Developed by U of T's campus and facilities planning division with Lea Consultants, the new surface respects the rounded façade of Convocation Hall by curving gently at the corners. The pedestrian area will be further defined by bollards – short posts – around the perimeter.
The dots are intended to echo to the shape of Convocation Hall and King’s College Circle. “There are lots of circular elements,” Macdonald said of the design.
The new intersection includes two striped “zebra” pedestrian crossings, one aligned east-west where King’s College Road meets King’s College Circle, and the other aligned north-south across Galbraith Road. The east-west crossing will come with a new stop sign. (Below: artist's rendering showing zebra crossings and traffic markings.)
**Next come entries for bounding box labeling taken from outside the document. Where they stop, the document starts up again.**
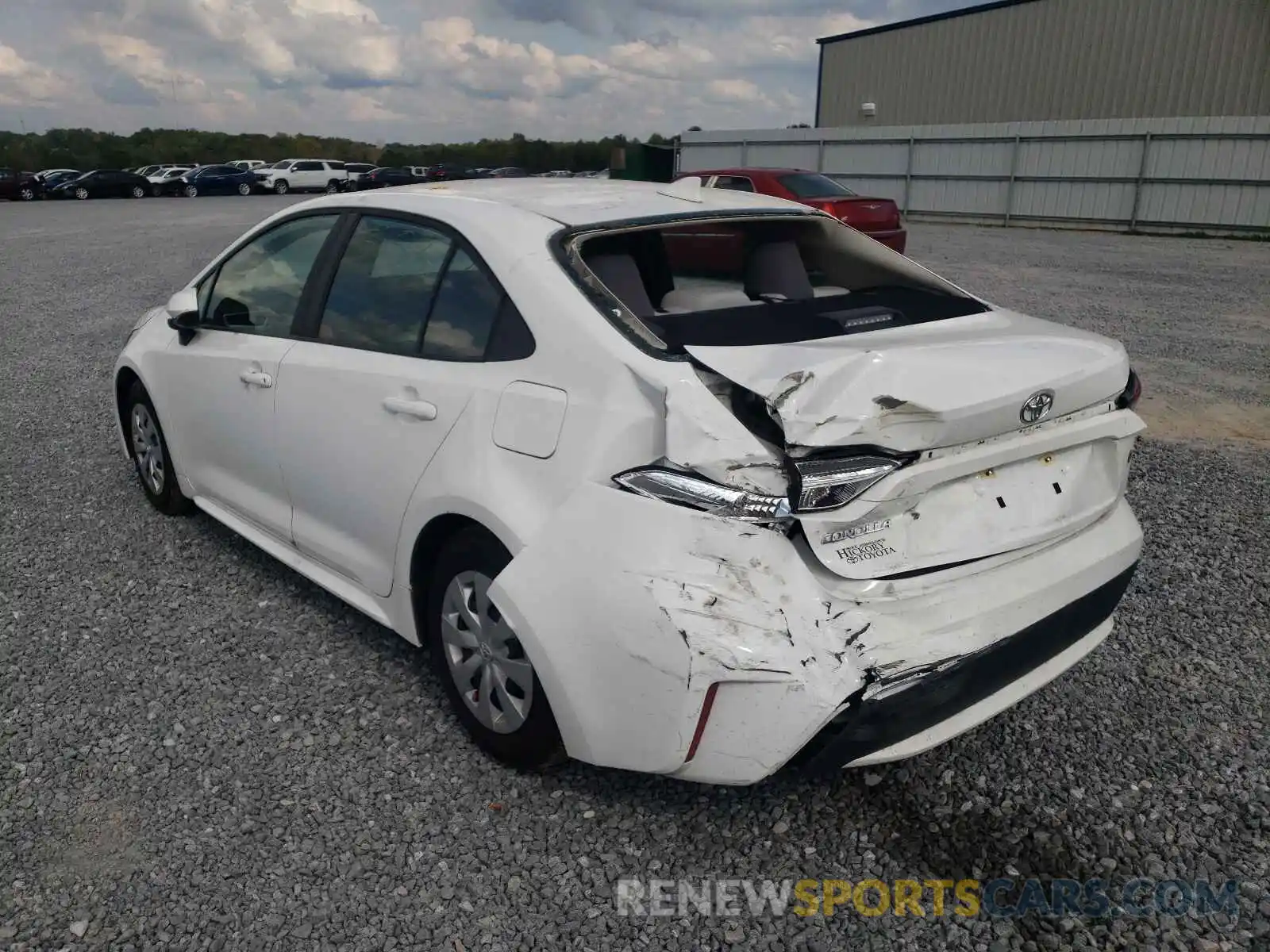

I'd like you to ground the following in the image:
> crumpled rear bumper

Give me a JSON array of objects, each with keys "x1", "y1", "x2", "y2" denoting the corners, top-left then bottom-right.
[
  {"x1": 794, "y1": 562, "x2": 1138, "y2": 773},
  {"x1": 491, "y1": 484, "x2": 1141, "y2": 783}
]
Another improvement is a slope connecting the pedestrian area to the sidewalk in front of Simcoe Hall, which formerly stopped abruptly at the road pavement.
Macdonald stressed that the surface is an interim measure that will not interfere with the work of the Landmark Committee on a more comprehensive vision of the front campus.
The Landmark Committee Project Planning Report of last year explicitly identifies the removal of surface parking from King’s College Circle as one of the principles guiding planning for the St. George campus. The committee has solicited proposals from four competitive teams of urban designers and landscape architects on how to enhance the historical centre of the St. George campus.